As one year ends and another begins it's a natural time to reflect on things. In the consumer electronics market that reflection often centres on the Consumer Electronics Show (CES) that takes place in Las Vegas each January.
The biggest news of last year - the battle between HD DVD and Blu-ray Disc - has hardly moved on at all, with consumers wisely staying away from both formats until the battle is settled, or at least until players become cheap enough that it's not a huge problem if your chosen format fails.
This particular battle highlights the disadvantage consumers find themselves at when companies don't remember that 'the customer is king'. Looking at the hottest gadgets of December reveals a similar example. In the first few days of the month NEC showed a concept PC that offers a lot of interesting features - but suffers at the hands of rules and regulations.
The Lui PC, which is described on the next page, can act as a home media server that lets you connect the device to another PC or a TV across a home network to watch stored programmes - but you can only do so on DLNA (digital living network alliance) compatible devices. That's because Japan's strict digital TV copy restrictions require HDTV content to be sent over protected networks so that it can't be copied. No matter what your views are on unauthorised copying, the restriction effectively means that only consumers with very new PCs or TVs - i.e. those most likely to support DLNA - will be able to use the network streaming function.
A second problem exists with logging into the server from outside the home. Here, the licensing terms of Microsoft's Windows Vista come into play, which restrict access to Vista PCs to one user at a time. That means someone at home can't use the PC function on the Lui if a user is logged in from outside, although DLNA devices can still stream programming from the Lui's tuners and hard-disk drive.

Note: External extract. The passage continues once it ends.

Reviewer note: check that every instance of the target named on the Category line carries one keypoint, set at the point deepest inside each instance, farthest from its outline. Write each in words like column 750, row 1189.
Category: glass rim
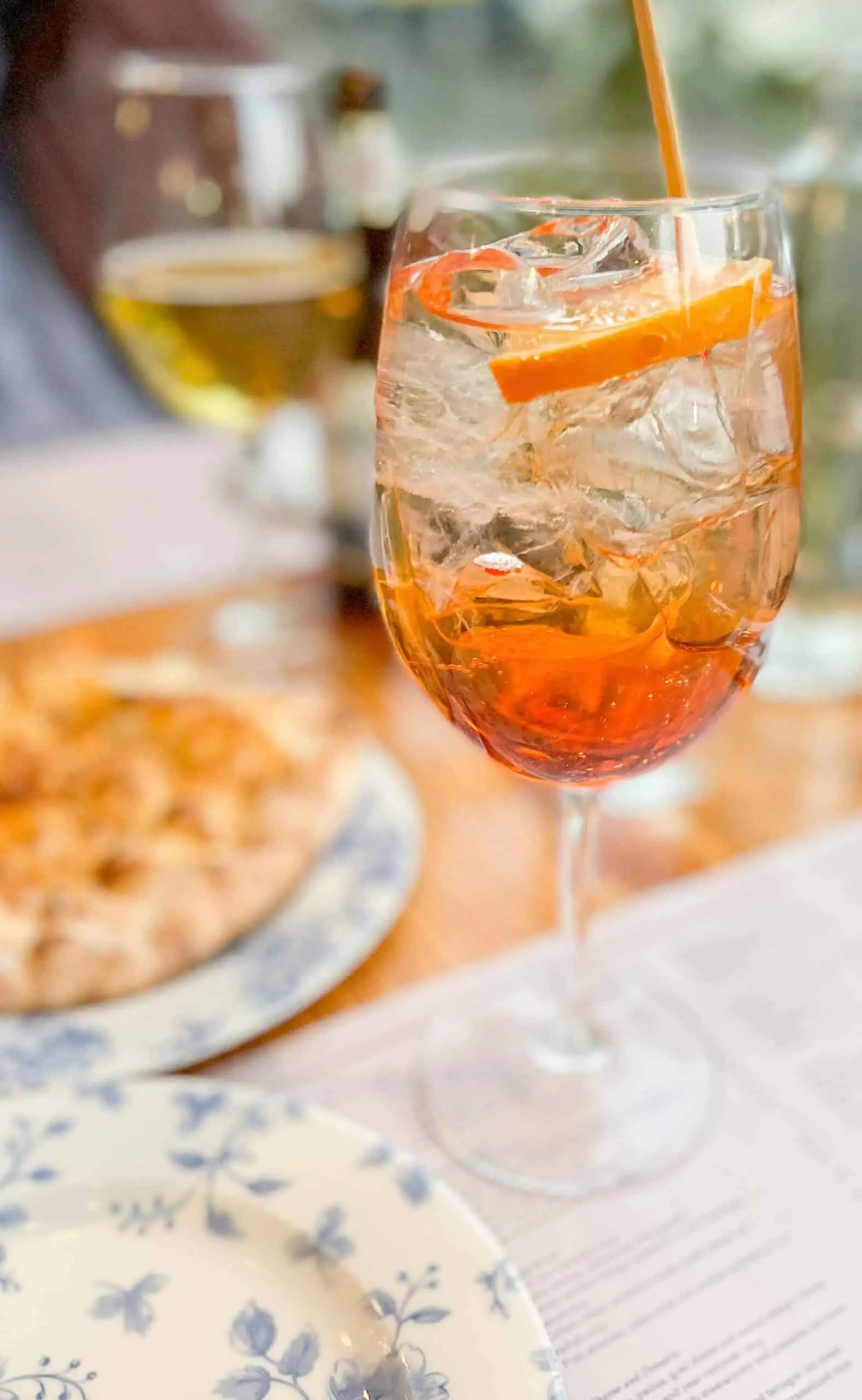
column 172, row 74
column 451, row 183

In the last year we've seen movement towards giving consumers more reasonable rights with the content they have acquired legally. Apple has begun offering DRM-free music through its iTunes Music Store, and in Japan the industry is moving towards allowing limited copying of digital TV shows after complaints from consumers. Let's hope for more of the same in 2008.
LG Hybrid Blu-ray Disc/HD DVD drive
South Korea's LG has upgraded its dual-format blue-laser optical disc drive so that data can be written to discs faster. The drive, which can read HD DVD discs, and both read and write to Blu-ray Disc, now supports 6X Blu-ray Disc writing. That's half as fast again as the 4X write speed of the previous model. The price has also been cut, to 490,000 won (£270), so it's good news all round. It's now available in South Korea and should reach other markets soon.